NCRI

Iran, the Price of Inaction

NCRI, Paris – The Washington based Bipartisan Policy Center’s Iran Task Force recently issued the report, “The Price of Inaction.” The report’s authors are Charles Robb, a former Democratic senator from Virginia, Denis Ross, a counselor at the Washington Institute for Near East Policy and President Obama’s special adviser on the Persian Gulf, and Michael Makovsky, foreign policy director of the Bipartisan Policy Center.

The three authors, writing in the Wall Street Journal today, describe the economic costs of a nuclear Iran: “After the looming fiscal cliff, the next major challenge facing the United States will be preventing Iran from obtaining a nuclear weapons capability. Living with a nuclear Iran is strategically untenable. Like the fiscal cliff, this is a matter of both economic and national security. Preventing Iran from acquiring nuclear weapons carries various risks, but inaction has its costs, too—especially to the price of oil and, in turn, to the U.S. economy.”

The report calculates the total additional risk premium that an informed oil market might reflect after Iran has crossed the nuclear threshold—that is, the amount added onto the price of oil due to the possibility of supply disruption. The report concluded that the collective risk of the various scenarios that could come to pass if Iran were allowed to go nuclear would cause significant economic harm to the United States and the global economy:
• Oil prices could rise by 10% to 25% in the first year (or $11 to $27 more per barrel). As instability and tensions remain high, so will prices, even rising as much as 30% to 50% ($30 to $55 per barrel) within three years.
• Consequently, gasoline prices could jump 10% to 20% in the first year. Within three years, the cost of gas could rise more than 30% (or more than $1.40 per gallon). Such sustained price increases would have a pronounced negative impact on the U.S. economy.
• U.S. gross domestic product could fall by about 0.6% in the first year—costing the economy some $90 billion—and by up to 2.5% (or $360 billion) by the third year. This is enough, at current growth rates, to send the country into recession.
• The unemployment rate could also rise by 0.3 percentage points in the first year and by nearly 1% two years later, resulting in some 1.5 million more Americans becoming jobless.

The authors conclude in their Wall Street Journal article: As American and other policy makers contemplate what it will take to thwart Iran’s nuclear ambitions, they must not dwell exclusively on the potential short-term impacts of economic pressure or military action. Over the medium and long term, the economic costs of a nuclear Iran may be no less real and far more enduring.

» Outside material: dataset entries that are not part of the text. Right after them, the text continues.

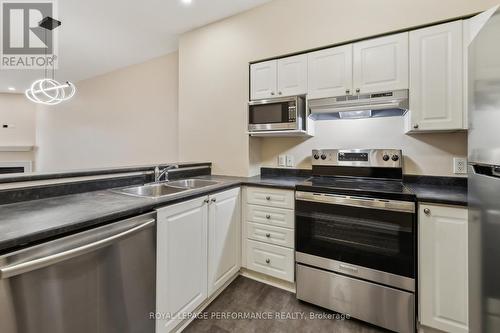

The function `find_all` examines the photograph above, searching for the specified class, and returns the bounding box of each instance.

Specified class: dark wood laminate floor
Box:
[184,276,387,333]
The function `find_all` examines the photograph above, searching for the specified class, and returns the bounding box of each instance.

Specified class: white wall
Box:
[0,93,36,165]
[178,0,499,177]
[36,52,179,172]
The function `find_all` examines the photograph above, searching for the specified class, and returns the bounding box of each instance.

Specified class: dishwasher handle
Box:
[0,218,155,279]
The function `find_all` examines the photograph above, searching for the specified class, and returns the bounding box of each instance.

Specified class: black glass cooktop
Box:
[296,176,415,201]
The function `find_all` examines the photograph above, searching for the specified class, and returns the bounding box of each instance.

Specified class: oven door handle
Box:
[295,191,415,213]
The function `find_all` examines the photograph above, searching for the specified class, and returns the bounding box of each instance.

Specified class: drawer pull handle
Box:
[265,233,271,238]
[266,214,271,219]
[265,196,271,200]
[265,258,271,264]
[339,264,358,273]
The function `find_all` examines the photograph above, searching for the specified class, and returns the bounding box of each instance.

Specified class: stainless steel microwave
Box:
[248,95,306,132]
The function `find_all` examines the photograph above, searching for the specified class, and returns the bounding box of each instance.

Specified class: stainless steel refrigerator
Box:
[468,5,500,333]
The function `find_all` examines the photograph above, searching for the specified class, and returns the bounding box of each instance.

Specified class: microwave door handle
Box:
[0,219,155,279]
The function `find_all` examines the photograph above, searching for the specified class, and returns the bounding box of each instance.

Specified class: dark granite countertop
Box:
[0,177,240,253]
[0,174,309,253]
[0,172,466,254]
[403,175,467,207]
[404,183,467,206]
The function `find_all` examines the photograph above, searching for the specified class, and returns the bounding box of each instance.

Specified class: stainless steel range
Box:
[295,149,416,333]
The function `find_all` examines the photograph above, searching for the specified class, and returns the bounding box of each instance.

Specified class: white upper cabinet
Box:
[250,60,277,100]
[307,45,353,99]
[250,55,307,100]
[419,204,468,333]
[208,188,241,296]
[277,54,308,97]
[408,21,464,132]
[353,32,409,94]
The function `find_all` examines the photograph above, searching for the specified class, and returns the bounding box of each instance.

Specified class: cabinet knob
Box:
[266,233,271,238]
[265,258,271,264]
[203,199,209,204]
[270,92,275,96]
[424,208,431,215]
[278,91,282,95]
[413,124,419,129]
[211,198,216,203]
[265,196,271,201]
[346,89,350,94]
[266,214,271,219]
[356,88,360,93]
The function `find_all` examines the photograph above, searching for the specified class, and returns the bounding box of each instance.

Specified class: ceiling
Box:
[0,0,270,93]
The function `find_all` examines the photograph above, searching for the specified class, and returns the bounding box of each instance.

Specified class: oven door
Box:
[248,97,299,131]
[295,191,415,290]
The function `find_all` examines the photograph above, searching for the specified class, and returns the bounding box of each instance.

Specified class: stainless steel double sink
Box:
[112,179,220,199]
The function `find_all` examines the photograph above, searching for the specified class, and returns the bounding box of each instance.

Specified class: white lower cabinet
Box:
[208,188,241,295]
[156,187,241,332]
[246,239,294,282]
[242,186,295,284]
[156,197,208,333]
[419,203,468,333]
[247,222,294,248]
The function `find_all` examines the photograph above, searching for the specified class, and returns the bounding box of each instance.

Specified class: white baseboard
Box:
[240,268,296,293]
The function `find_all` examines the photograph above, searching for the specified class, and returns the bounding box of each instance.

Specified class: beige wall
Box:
[178,0,498,177]
[260,118,467,176]
[36,52,179,172]
[0,93,36,165]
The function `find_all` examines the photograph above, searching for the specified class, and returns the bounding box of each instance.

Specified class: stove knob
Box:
[321,154,327,160]
[391,155,400,162]
[313,154,320,160]
[382,154,390,161]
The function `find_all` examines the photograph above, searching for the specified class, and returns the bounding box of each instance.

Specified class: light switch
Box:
[286,155,294,167]
[278,155,286,167]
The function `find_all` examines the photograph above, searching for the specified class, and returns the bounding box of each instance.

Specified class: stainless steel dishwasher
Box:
[0,212,156,333]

The NCRI and PMOI (MEK) has on many occasions maintained that the Iranian regime perceives a Western policy of conciliation towards it as a sign of weakness that emboldens it in its aggressive pursuit of nuclear weapons, export of terrorism, support for the Syrian regime, dominance and negative influence in Iraq. The Iranian opposition movement has stated that if the region were to see peace and stability, then a firm policy against the Iranian regime is essential in order to encourage moderate forces in the region towards democracy and peace and establish an international front against extremist anti-democratic religious fundamentalists that so threaten their own people and the world.